In this post I will diagram some of the challenges in creating settings for a picture book. Once I receive the manuscript, do the layout of the pages (another whole sidebar series I will try to cover later on) and create the characters then the backgrounds need to be designed. In a fictional, completely fantastic story the artist can create and design a world utterly from scratch. This means interpreting the story according to the dictates of the artist's imagination. But since we are all much more comfortable with being able to identify everyday objects used in even a fantastic setting means basing at least some of those designs on our own everyday reality. Even Dr. Seuss had in his drawings identifiable rooms with what looked like functional doors and windows; furniture that appeared to be dressers, chairs, and beds.

My own exploration of Chinese art and landscapes c.1995

But even a fictional story with an actual historical setting requires a lot of research. For something like the "Kung Fu Panda" series of movies, the characters are anthropomorphic animals playing out their drama in a very believable medieval Chinese setting. I noticed in both movies that an extreme amount of attention was paid to making sure the color schemes, textiles, furniture, interiors, decorations and landscapes were based on traditional historic Chinese models. For "Ross the Reader and the Great Balloon Race" the story took place in 1885 America. Highlights were to include scenes depicting Washington, D.C., Niagara Falls, Yellowstone National Park and San Francisco.
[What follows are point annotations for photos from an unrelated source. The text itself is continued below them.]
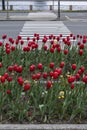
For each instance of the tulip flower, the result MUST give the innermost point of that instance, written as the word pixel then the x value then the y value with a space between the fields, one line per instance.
pixel 72 86
pixel 4 36
pixel 49 84
pixel 1 43
pixel 32 68
pixel 52 65
pixel 40 66
pixel 71 79
pixel 8 91
pixel 62 64
pixel 80 52
pixel 45 75
pixel 74 66
pixel 1 65
pixel 26 87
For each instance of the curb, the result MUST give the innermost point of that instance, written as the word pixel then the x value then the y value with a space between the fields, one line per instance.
pixel 43 127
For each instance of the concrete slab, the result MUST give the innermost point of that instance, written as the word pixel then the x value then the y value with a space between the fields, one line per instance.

Endpapers for "Ross the Reader and the Great Balloon Race"
For the initial introduction of the race, the heroes have made their way to Washington, D.C. on the mall in front of the U.S. Capitol building where President Grover Cleveland announces the rules for the contest. The elements I needed to pack in this one illustration were:  the balloons, the President and his retinue on the grandstand, the capitol building, and the large crowd of spectators in period dress. Obviously, to me, there is no way to "cheat" the look of the capitol building, so there was no other choice but to research it's look as thoroughly as possible and "build" it up like a layer cake. Besides that, it is the one icon of our government and Washington, D.C. that almost every American can recognize.
U.S. Capitol building illustration from sketch to final
In the finished illustration below you can see I have established the look of the main villains to center right and the hero characters at far right. You might also be interested to know that this was one of the first pieces that I completed for the book. As in most works like this there were very few if any changes in the clothing that the heroes and villains wore. There were only a few exceptions in order for the viewers to be more readily able to identify them visually throughout the book.